Поводив глазами по залу, обнаружил его кривляющимся около окна и сначала не понял, что происходит. Алексей размахивал руками и корчил рожи. Подойдя ближе, Зинченко понял в чем дело: за окном по трапу поднималась в свой самолет пилот Александра Кузьмина, на которую этот ушлый Гущин уже положил глаз.
«Наш пострел везде поспел», – подумал Зинченко, вслух же одернул Алексея:
– Стажер Гущин!
Алексей обернулся. Зинченко посмотрел на Александру. Она улыбалась. С явным сожалением оторвавшись от окна, Гущин пошел вслед за Зинченко. Им предстоял следующий совместный рейс.
Всю дорогу Зинченко вел самолет сам, туда и обратно. Алексея не допускал к штурвалу ни на секунду. Гущин, чувствуя свою вину и даже искренне раскаиваясь, благоразумно помалкивал и не встревал, хотя у него буквально руки чесались.

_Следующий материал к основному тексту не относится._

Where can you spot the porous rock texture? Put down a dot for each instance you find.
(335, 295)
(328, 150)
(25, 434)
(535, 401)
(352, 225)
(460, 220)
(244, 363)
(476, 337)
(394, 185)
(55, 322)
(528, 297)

Наконец, уже перед самой посадкой, он не выдержал и, когда Зинченко уже ответил диспетчеру, что производит посадку на двадцать пятую полосу, решил вмешаться.
– Управление принял! – выкрикнул он и вопросительно посмотрел на Зинченко. Тот смотрел ровно перед собой, ничего не отвечая и оставляя тем самым слова Гущина без внимания. Алексей повторил с просительными интонациями:
– Управление принял! Леонид Саввич, разрешите произвести посадку! По всем правилам, тютелька в тютельку, обещаю!
– Отставить! – не поворачивая головы, отозвался Зинченко. – Сегодня сложные метеоусловия. А художества ваши мы видели.
Гущин помрачнел и буркнул:
– Вас понял.
В салоне тоже шла подготовка к посадке, и бортпроводники окружили пассажиров, помогая им произвести необходимые манипуляции и проверяя, по всем ли правилам затянуты ремни. Спокойная и деловитая, как всегда на службе, Вика зачитала предупреждение пассажирам:
– Пристегнуть ремни, подготовиться к посадке.
Андрей, занимаясь своим делом, со стороны любовался ею. Своенравная и едкая, Вика его очень привлекала. И было странным и непонятным, почему она так упорно и порой даже агрессивно игнорирует его ухаживания.
Вот и сегодня, когда он подошел к ней на кухне, чтобы помочь убрать пластиковые контейнеры, в которых подают пищу пассажирам, отшила его резко и даже грубо. Андрею ничего не оставалось, как усесться в кресло и отвернуться. Такая Вика ему не нравилась. Налет развязной вульгарности, который она на себя напускала, абсолютно ей не шел и очень сильно удешевлял. На своей должности она была совсем другой – вежливой, улыбчивой, грамотной. Да и с девушками-коллегами держалась хоть и раскованно, но культурно. А вот рядом с ним превращалась в какую-то оторву. И это при том, что сам Андрей никогда не позволял себе не то что нецензурных, а даже просто грубых слов.